After I left Patrick and Kevin, I next had to dial the number that was etched in my brain as one I had sworn to my kids never to answer, Penelope’s fathers’ number. He was furious at my little girl, something I was also feeling but knew it was no use, the damage had been done. Twenty minutes later, he arrived at the hospital. It was a face I once had loved but since had loathed yet was happy to see; it was bittersweet. I have no recollection of the next few hours as I was asked numerous questions by a lot of people; it was all a haze.
I was suddenly transported back to my house without remembering how. I stood at the front door, darkness in the air, wishful that when I opened it and called out Penelope’s name, I’d get a response or find her asleep in her bed.
I called out my daughter’s name to no response, I rolled my eyes as if it were a good omen, and climbed the stairs, hugging the railing as I went. I stood outside Penelope’s room, composed myself, took in a deep breath and entered. To my dismay, my daughter wasn’t there. I fought to keep my breath.
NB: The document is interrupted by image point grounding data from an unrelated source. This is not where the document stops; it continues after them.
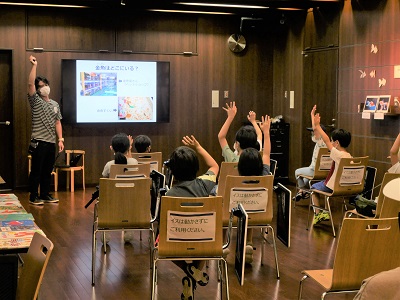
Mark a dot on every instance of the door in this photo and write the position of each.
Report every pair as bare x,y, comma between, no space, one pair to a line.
6,113
320,88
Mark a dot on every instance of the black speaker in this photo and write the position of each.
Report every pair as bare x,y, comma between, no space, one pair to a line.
8,277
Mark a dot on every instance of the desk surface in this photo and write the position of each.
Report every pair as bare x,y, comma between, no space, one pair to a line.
17,227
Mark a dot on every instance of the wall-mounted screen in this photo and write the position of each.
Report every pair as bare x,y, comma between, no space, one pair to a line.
109,91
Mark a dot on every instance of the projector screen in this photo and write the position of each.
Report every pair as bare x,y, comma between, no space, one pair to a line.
106,91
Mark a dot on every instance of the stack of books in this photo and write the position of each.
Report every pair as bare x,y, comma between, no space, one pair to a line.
17,227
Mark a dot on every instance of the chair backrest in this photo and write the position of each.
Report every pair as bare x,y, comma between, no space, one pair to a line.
190,226
35,263
255,194
391,201
365,248
124,203
322,164
350,176
75,158
386,178
128,170
227,168
153,158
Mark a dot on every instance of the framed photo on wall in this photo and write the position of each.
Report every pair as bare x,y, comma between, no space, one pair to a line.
383,104
371,103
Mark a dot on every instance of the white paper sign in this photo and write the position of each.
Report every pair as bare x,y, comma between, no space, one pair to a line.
325,163
254,200
191,227
352,175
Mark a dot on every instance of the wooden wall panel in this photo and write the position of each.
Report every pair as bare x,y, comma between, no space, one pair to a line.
173,33
321,28
73,30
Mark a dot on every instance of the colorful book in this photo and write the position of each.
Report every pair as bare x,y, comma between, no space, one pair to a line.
8,197
16,217
14,209
17,223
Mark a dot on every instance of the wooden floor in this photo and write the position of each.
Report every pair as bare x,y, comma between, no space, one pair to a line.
124,272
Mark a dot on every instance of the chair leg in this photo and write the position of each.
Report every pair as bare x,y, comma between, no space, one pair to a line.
93,255
275,252
301,286
331,218
72,181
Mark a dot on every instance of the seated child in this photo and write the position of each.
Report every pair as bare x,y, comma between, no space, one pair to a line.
245,137
184,165
340,140
309,171
121,145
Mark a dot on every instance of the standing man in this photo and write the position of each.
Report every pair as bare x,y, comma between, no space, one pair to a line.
46,131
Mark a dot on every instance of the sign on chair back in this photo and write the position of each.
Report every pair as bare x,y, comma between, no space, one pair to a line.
191,229
127,171
153,158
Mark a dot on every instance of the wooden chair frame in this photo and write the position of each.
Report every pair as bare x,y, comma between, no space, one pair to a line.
342,189
123,205
153,158
72,170
35,263
258,220
52,173
321,169
365,248
387,177
168,249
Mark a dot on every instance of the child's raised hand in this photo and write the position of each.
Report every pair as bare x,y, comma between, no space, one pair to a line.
265,123
251,117
190,141
231,109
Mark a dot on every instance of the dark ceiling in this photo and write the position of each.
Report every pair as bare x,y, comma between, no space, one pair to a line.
134,5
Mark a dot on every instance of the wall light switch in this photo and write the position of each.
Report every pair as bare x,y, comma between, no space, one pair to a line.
397,71
215,98
291,99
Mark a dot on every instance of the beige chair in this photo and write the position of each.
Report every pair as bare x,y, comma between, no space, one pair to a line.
52,173
35,263
349,181
391,201
227,168
322,166
123,205
174,244
365,248
129,170
153,158
386,179
255,194
72,169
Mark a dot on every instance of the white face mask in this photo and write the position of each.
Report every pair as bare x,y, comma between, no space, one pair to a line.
44,91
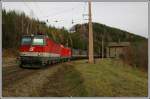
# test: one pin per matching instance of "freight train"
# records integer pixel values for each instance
(39, 48)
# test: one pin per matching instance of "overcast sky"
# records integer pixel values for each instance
(129, 16)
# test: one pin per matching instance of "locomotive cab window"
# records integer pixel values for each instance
(38, 41)
(26, 41)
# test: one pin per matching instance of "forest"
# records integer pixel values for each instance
(14, 25)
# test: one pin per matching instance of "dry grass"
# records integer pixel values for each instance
(113, 78)
(78, 78)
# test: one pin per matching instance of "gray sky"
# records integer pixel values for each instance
(129, 16)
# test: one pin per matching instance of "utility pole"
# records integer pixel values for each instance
(91, 58)
(102, 48)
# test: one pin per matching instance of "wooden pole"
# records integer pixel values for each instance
(91, 58)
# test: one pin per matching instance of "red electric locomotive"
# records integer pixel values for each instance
(40, 49)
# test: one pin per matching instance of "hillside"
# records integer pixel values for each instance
(14, 25)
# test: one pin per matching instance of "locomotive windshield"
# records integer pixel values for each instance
(38, 40)
(26, 41)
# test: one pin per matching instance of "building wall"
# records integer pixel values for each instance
(114, 52)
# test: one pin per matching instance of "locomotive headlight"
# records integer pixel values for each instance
(39, 54)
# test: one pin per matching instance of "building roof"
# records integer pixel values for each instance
(118, 44)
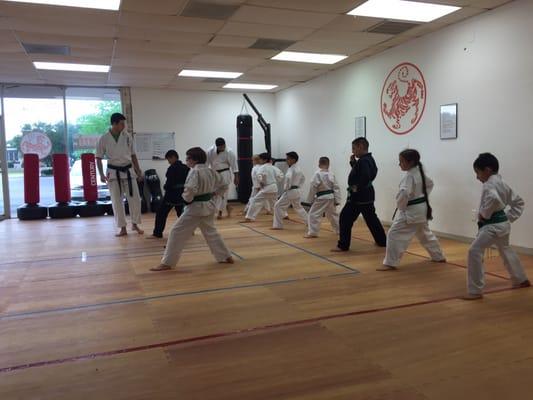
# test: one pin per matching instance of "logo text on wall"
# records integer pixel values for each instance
(403, 98)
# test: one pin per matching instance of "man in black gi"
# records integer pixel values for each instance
(361, 197)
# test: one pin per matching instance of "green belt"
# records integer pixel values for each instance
(324, 192)
(496, 218)
(416, 201)
(202, 197)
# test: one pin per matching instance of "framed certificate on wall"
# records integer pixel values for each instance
(448, 121)
(360, 127)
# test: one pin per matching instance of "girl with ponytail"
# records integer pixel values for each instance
(413, 214)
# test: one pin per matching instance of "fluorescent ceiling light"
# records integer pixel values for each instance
(71, 67)
(250, 86)
(99, 4)
(403, 10)
(209, 74)
(314, 58)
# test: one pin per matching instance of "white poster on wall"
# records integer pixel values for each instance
(153, 146)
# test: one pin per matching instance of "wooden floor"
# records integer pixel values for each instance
(289, 320)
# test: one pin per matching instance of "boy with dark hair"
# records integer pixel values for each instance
(499, 206)
(223, 160)
(325, 195)
(268, 177)
(201, 186)
(361, 197)
(176, 176)
(294, 179)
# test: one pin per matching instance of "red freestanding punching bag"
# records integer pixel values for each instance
(61, 178)
(31, 210)
(91, 207)
(63, 207)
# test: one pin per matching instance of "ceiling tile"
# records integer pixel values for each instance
(327, 6)
(265, 31)
(171, 23)
(266, 15)
(162, 7)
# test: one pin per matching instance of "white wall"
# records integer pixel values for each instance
(198, 118)
(485, 64)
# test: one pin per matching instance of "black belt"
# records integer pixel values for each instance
(324, 193)
(125, 169)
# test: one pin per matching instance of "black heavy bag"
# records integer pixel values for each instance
(244, 156)
(154, 188)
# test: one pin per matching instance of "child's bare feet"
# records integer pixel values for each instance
(472, 297)
(161, 267)
(153, 237)
(524, 284)
(338, 250)
(386, 268)
(137, 229)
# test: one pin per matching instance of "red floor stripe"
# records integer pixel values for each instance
(230, 333)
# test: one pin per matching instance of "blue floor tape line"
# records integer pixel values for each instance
(169, 295)
(302, 249)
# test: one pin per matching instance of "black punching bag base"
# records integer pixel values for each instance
(29, 212)
(63, 210)
(92, 209)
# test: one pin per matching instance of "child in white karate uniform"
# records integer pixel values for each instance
(413, 214)
(325, 195)
(201, 186)
(268, 177)
(294, 179)
(499, 207)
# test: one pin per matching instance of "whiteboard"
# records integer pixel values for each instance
(153, 146)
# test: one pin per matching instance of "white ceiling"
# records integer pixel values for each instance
(147, 42)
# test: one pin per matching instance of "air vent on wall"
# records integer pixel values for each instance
(216, 80)
(32, 48)
(272, 44)
(202, 9)
(392, 27)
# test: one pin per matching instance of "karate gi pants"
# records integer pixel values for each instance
(488, 236)
(318, 208)
(134, 202)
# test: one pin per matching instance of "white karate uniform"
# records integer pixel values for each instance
(226, 163)
(268, 177)
(495, 196)
(119, 153)
(322, 181)
(256, 187)
(411, 220)
(198, 214)
(294, 178)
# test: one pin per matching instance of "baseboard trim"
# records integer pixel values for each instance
(465, 239)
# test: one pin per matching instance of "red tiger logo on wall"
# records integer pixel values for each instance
(403, 98)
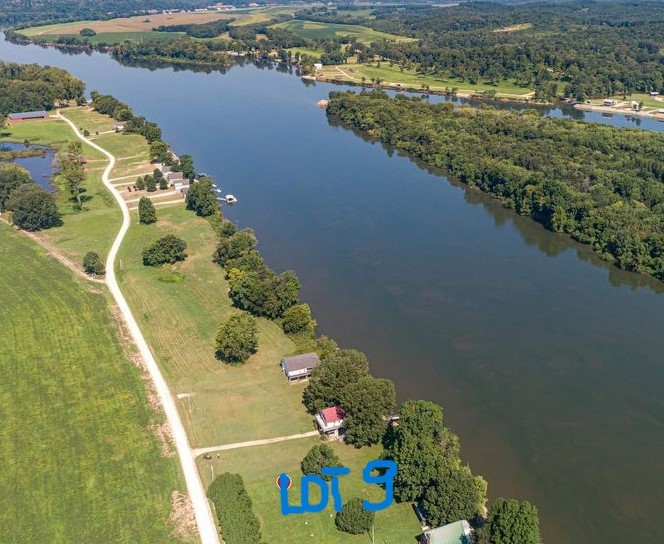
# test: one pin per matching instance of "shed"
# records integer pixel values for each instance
(454, 533)
(299, 367)
(27, 115)
(331, 421)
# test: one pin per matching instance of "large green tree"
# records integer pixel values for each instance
(453, 495)
(331, 379)
(237, 339)
(513, 522)
(318, 457)
(11, 177)
(353, 518)
(368, 403)
(422, 448)
(33, 208)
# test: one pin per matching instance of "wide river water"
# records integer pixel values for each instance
(548, 362)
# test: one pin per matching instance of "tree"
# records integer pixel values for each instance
(72, 170)
(33, 208)
(168, 249)
(353, 518)
(150, 183)
(147, 213)
(368, 403)
(237, 339)
(92, 264)
(421, 447)
(202, 198)
(330, 379)
(318, 457)
(454, 494)
(11, 177)
(297, 319)
(513, 522)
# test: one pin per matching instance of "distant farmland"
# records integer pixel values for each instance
(79, 461)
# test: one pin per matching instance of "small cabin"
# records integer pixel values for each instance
(299, 367)
(331, 422)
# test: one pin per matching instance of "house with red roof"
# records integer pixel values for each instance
(331, 422)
From the door jamb, I looked around her daughter’s sanctuary and drank in her surroundings. I saw her memory board with pictures of myself, Kevin and her father on the chimney breast. I moved over to her desk, ignoring the tablet filled vomit that lay both on and beside her bed. I sat on Penelope’s swivelling desk chair, a place where she spent hours upon hours at a time and looked at the cork board on the wall beside her desk. It had many inspirational quotes tacked onto it and messages that she must have said over and over to herself, one of them being ‘I am safe.’ Under that message, which was written on a Winnie the Pooh post it, was a month’s supply of empty medication bottles with a white envelope accompanying them.
I picked up the envelope and saw the words, ‘I’m sorry’ written faintly on the outside. With trepidation, I opened the envelope and found a letter inside which read:
I’m sorry for all the pain I have put ye all through, but I just couldn’t go on. Life is supposed to be for living, not a living hell. I couldn’t bare this life, as it stands, one moment longer. It doesn’t mean I don’t love ye. I just have to be selfish for once in my life. I have to take my own destiny by the horns and run with it. It brought me to this piece of paper, this pen and me, trying to give you an explanation. I can only say how sorry I am for leaving ye all behind, but I feel you’ll be better off without me.
I looked at the piece of paper in front of me shocked. I jolted towards the bathroom where I vomited uncontrollably. I tried to grasp my daughters thought process as I retched, but instead I remembered the gossip I wanted to tell her earlier, which came to the forefront of my mind for some reason; Penelope was never going to hear about her friends’ baby, and I would never be a grandmother. I sobbed uncontrollably at the thought of never seeing my baby ever again.